Not A Duplicate
This is not a duplicate of this question I think. There the answer says how to fix the problem in python 2 and that it should not occur in python 3. Also, the answer provided does not not work for me:
>>"ć́".decode()
AttributeError: 'str' object has no attribute 'decode'
>>len(u"ć́")
2
Original Question:
I am importing book data from a website, and process it then. One of the first steps is to so some stuff with the length of a certain string.
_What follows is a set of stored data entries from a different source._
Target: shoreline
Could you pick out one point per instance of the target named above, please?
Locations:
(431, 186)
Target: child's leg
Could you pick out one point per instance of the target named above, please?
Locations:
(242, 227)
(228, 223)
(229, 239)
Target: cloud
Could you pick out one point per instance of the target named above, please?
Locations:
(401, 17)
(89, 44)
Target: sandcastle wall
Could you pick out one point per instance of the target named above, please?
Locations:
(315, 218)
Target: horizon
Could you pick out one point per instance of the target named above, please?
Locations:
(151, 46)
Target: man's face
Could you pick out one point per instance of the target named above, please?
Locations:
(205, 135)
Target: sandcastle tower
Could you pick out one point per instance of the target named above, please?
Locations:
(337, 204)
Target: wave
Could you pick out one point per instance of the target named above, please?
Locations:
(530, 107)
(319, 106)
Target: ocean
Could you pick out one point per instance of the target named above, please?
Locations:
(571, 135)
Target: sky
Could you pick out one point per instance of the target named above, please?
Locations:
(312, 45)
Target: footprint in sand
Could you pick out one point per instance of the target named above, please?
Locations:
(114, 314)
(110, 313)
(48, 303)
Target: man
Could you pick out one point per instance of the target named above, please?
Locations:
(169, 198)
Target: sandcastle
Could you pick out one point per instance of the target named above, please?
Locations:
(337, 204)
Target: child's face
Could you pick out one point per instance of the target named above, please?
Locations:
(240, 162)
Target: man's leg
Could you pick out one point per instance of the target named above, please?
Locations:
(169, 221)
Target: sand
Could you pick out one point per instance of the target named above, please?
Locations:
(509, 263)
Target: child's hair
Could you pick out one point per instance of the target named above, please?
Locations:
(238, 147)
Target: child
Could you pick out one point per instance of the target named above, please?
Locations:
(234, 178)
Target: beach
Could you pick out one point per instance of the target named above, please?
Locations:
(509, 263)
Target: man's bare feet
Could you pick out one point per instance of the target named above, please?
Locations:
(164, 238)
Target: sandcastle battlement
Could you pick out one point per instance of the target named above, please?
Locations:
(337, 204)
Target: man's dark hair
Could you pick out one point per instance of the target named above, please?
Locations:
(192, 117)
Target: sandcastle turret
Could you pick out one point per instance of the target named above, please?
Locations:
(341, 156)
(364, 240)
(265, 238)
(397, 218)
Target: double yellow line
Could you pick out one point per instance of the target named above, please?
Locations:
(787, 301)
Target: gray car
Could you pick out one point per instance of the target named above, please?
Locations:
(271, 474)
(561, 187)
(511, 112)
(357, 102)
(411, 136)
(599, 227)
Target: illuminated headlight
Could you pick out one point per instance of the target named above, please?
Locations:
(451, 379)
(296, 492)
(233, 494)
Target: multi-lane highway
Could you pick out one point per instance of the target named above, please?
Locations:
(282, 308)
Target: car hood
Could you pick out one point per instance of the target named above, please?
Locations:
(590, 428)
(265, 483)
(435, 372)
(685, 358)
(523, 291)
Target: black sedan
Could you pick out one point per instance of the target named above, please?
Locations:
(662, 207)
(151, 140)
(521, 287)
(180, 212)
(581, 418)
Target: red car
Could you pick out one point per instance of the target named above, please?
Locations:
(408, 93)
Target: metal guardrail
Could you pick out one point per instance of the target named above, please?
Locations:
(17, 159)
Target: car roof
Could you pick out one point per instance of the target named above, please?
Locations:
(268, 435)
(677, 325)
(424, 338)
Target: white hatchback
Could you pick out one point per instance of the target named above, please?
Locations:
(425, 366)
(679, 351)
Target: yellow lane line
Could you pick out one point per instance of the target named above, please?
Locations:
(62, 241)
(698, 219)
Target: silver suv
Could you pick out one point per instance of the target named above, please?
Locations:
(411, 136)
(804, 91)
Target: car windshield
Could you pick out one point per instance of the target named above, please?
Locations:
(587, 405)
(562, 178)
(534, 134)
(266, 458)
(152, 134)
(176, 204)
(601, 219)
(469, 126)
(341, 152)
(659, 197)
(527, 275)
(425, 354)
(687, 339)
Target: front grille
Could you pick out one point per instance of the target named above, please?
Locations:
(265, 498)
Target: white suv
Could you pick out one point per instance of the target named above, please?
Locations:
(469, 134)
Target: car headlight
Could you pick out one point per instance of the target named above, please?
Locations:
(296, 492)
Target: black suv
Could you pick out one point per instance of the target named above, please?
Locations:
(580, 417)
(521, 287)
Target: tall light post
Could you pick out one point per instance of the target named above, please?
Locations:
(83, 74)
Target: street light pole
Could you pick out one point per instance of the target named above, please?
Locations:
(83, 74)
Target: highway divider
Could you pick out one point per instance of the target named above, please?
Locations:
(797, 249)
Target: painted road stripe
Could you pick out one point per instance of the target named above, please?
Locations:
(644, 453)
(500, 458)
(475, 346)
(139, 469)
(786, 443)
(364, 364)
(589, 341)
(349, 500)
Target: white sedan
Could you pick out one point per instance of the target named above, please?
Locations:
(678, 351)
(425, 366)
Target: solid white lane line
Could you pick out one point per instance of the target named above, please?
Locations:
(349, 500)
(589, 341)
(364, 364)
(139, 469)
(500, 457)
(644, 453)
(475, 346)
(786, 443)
Unfortunately the len() function sometimes returns a false value, when abnormal" characters are included:
>>len("Krste Asanović́ ... [et al.].")
29
>>ord("ć́")
TypeError: ord() expected a character, but string of length 2 found
Here the "ć́" is not a standard character, if I replace it with a normal "c" I get a different result.
>>len("Krste Asanovic ... [et al.].")
28
I can, of course, solve the problem using replace():
>>"Krste Asanović́ ... [et al.].".replace("ć́","c")
'Krste Asanovic ... [et al.].'
But is there a way to "forbid" weird letters in the first place?
EDIT
>>list("ć́")
['ć', '́']
I'm using python3.6
EDIT 2
this...
>>"ć́".replace("´","")
"ć́"
does nothing.